Y la pena se convirtió en decisión.
—Los niños se van con Mariana esta noche.
—No puedes llevártelos —dijo Valeria.
—No te los estoy robando. Los estoy sacando de una casa donde los usaste para cubrir tu mentira.
Ella empezó a llorar.
—Me sentía sola.
Santiago soltó una risa seca.
—Yo también me sentía solo en hoteles de carretera, comiendo tortas frías a las 11 de la noche, para pagar esta casa.
—Tú nunca estabas.
—Pero nunca traje a otra mujer a dormir en la cama de mis hijos. Nunca les enseñé a mentirte.
Valeria se cubrió la cara.
—Fueron 8 meses.
La frase cayó como una piedra.
8 meses.
8 meses de viajes.
8 meses de mensajes falsos.
8 meses de niños aprendiendo que el amor también podía venir con amenazas disfrazadas de secreto.
Santiago bajó con Lucía en brazos.
Mateo tomó la mano de Mariana.
Antes de salir, el niño se detuvo.
—Mamá, ¿ya no tengo que decir mentiras?
Valeria lloró más fuerte.
No contestó.
Y eso fue respuesta suficiente.
Las semanas siguientes fueron una pesadilla.
Abogados.
Terapia infantil.
Llamadas de familiares metiches.
Mensajes de Valeria diciendo que todo se podía arreglar.

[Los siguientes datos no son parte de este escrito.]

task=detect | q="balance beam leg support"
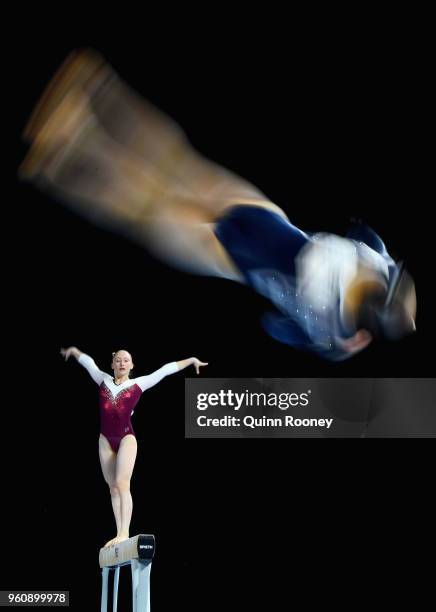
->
[112,566,120,612]
[130,559,151,612]
[101,567,109,612]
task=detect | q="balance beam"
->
[98,533,156,612]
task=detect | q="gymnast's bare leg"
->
[21,51,286,280]
[99,434,137,547]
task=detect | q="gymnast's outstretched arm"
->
[61,346,105,385]
[135,357,207,391]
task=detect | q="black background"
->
[2,15,434,611]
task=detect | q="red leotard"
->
[78,353,179,452]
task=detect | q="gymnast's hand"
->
[176,357,208,374]
[61,346,82,361]
[192,357,208,374]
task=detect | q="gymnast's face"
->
[112,351,133,378]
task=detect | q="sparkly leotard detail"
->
[215,205,396,360]
[78,353,179,452]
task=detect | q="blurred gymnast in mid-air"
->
[20,50,416,360]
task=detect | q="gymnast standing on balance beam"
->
[61,346,207,547]
[20,50,416,360]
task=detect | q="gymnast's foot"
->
[103,533,129,548]
[23,49,110,141]
[19,89,92,179]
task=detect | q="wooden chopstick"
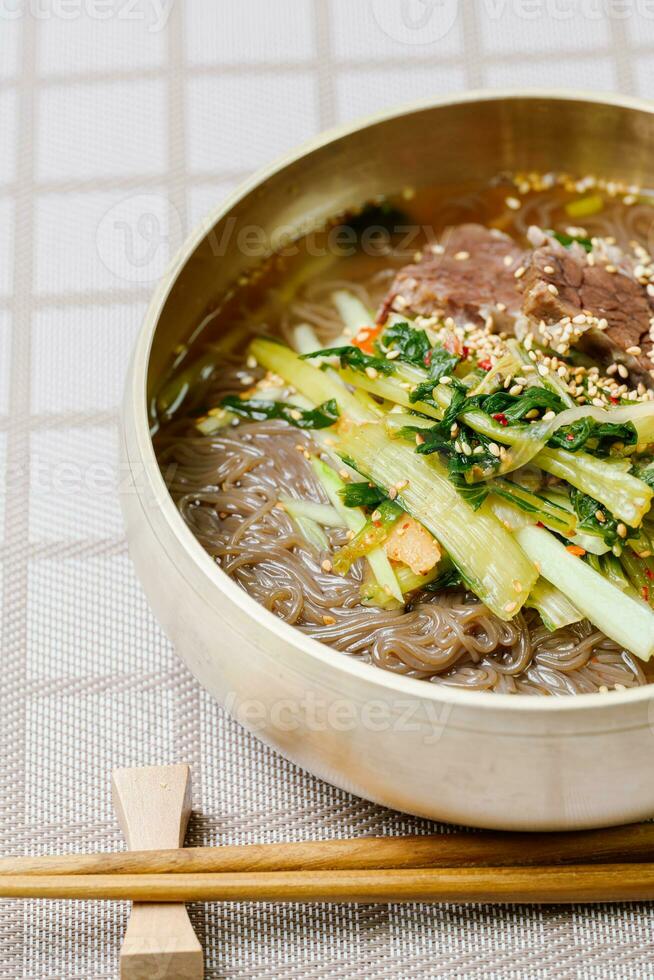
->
[0,863,654,903]
[0,823,654,877]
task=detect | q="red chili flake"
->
[443,334,461,357]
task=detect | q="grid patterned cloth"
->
[0,0,654,980]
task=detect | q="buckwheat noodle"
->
[155,188,651,695]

Y luego vino el primer giro que nadie esperaba.
Raúl no estaba separado, como Valeria decía.
Seguía casado.
Su esposa, Karina, se enteró cuando Santiago le mandó las pruebas.
Pero Karina reveló algo peor:
Raúl había usado el mismo cuento con otra mamá del colegio 2 años antes.
Valeria no había sido una historia de amor prohibida.
Había sido una más.
Cuando Valeria lo supo, se quebró.
No porque la hubieran descubierto.
Sino porque entendió que había destruido a su familia por un hombre que nunca pensó elegirla.
Raúl desapareció del colegio.
Karina pidió el divorcio.
Los chismes explotaron en los grupos de WhatsApp de mamás.
Unos defendían a Valeria.
Otros decían que Santiago había hecho bien.
Algunos, como siempre, opinaban sin saber nada.
Pero el juez no se basó en chismes.
Se basó en pruebas.
En mensajes.
En fotos.
En el testimonio de Octavio.
Y sobre todo, en la evaluación psicológica de Mateo, donde el niño contó que su mamá le decía:
—Si tu papá se entera, se va a poner triste por tu culpa.
Esa frase terminó de romper a Santiago.
Porque no solo lo habían engañado a él.
Habían hecho que su hijo creyera que decir la verdad podía destruir a su papá.
Valeria aceptó terapia.
Las convivencias quedaron supervisadas al principio.
Santiago pidió reducir sus viajes y aceptó ganar menos.